Money talks, of course, and considering that the original domestically grossed north of $65 million (and more on home video) -- although none of that was spent on the script, direction or acting the first or this time around -- it's no surprise that the lowly American gigolo returns for a second comedic outing.

This time, as the title would suggest, he takes his services to Europe -- specifically Amsterdam -- where he hooks up with his former pimp friend and then revisits the same sort and style of comedic offerings from the first film. That is, as combined with elements from other "Americans in Europe" comedies such as "Eurotrip."

Considering the time and number of gross out and/or sex comedies that have come and gone since the original, and the fact that there was little to note about it beyond its banality and the fact that star Rob Schneider simply can't carry a film, I couldn't remember a thing about it. Going back and reading through my original review, I see that the former SNL character actor and fellow scribes David Garrett & Jason Ward (who collaborated on "Corky Romano") put little effort into the script beyond changing the specifics of the various jokes.

Accordingly, there's a bevy of sex-related humor, gross-out material (food from a toilet replaces food from a hot tub), and ones depicting people with physical abnormalities and/or disorders (a woman is obsessive-compulsive this time compared to another suffering from Tourette's syndrome the first time around).

Such material can be funny if handled just right -- the Farrelly brothers occasionally have hit the right notes with it -- but first-time feature director Mike Bigelow (which makes one think this is an Alan Smithee type effort - that being the pseudonym for director's wanting their real name removed from the project -- although he reportedly has directed 400+ commercials) simply can't do much with the material as written.

Not surprisingly, it's just sketch comedy and pretty lame stuff at that, barely connected by a threadbare plot and obviously aimed at a young adolescent's sense of humor, although that may be insulting to that demographic. As in most sequels, the film tries to skim by on what the original already established, but that means there's next to no plot.

Rather than learning how to become a gigolo so that he can pay for repairs to damage that occurred while house-sitting for another gigolo, this time we have a "man-whore" killer striking fear in that community, with Deuce having to clear Eddie Griffin's pimp character from being the prime suspect. Neither cast nor crew manage to do anything with that new plot direction, meaning a throng of jokes -- many of them repeated with only slight variations -- simply fall flat one after another.
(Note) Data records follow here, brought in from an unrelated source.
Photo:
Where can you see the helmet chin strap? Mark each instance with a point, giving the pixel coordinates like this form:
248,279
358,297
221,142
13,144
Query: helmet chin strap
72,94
Performances are on par or perhaps a tad below what occurred in the first film, with Schneider ("The Hot Chick," "The Animal") only further demonstrating that he should be restricted to yelling out "You can do it!" in pal Adam Sandler's films. It also continues to validate criticism of him by reviewers and entertainment columnists that have caused the actor to go on the offensive of recent, attacking those who dared criticize him or his style of comedy. Eddie Griffin ("Undercover Brother," "My Baby's Daddy") has avoided that fray, but is otherwise wasted again as the pimp who's concerned about being labeled gay and then has to go undercover in various disguises (including early Jerry Lewis) to avoid the authorities.

Those playing the various gigolos are instantly forgettable, as is Jeroen Krabbe ("Ocean's Twelve," "An Ideal Husband") who replaces William Forsythe from the original as a nosey cop. Hanna Verboom (making her American film debut) similarly replaces Arija Bareikis as the prospective girlfriend character with a "handicap," with the previous actress having been written out of the film as a shark attack victim (and the joke being that Deuce still carries around her prosthetic leg as the lone surviving part of her).

If you think that's funny, you might also enjoy the ejaculation, farting, urination, defecation and other recycled material from the first film. Otherwise, you might as well get in line for Schneider's venom-filled, comeback ranting as there's surely going to be a barrage of bad reviews for him and this lowest common denominator, scatological based, low brow comedy. "Deuce Bigalow: European Gigolo" rates as a 1.5 out of 10.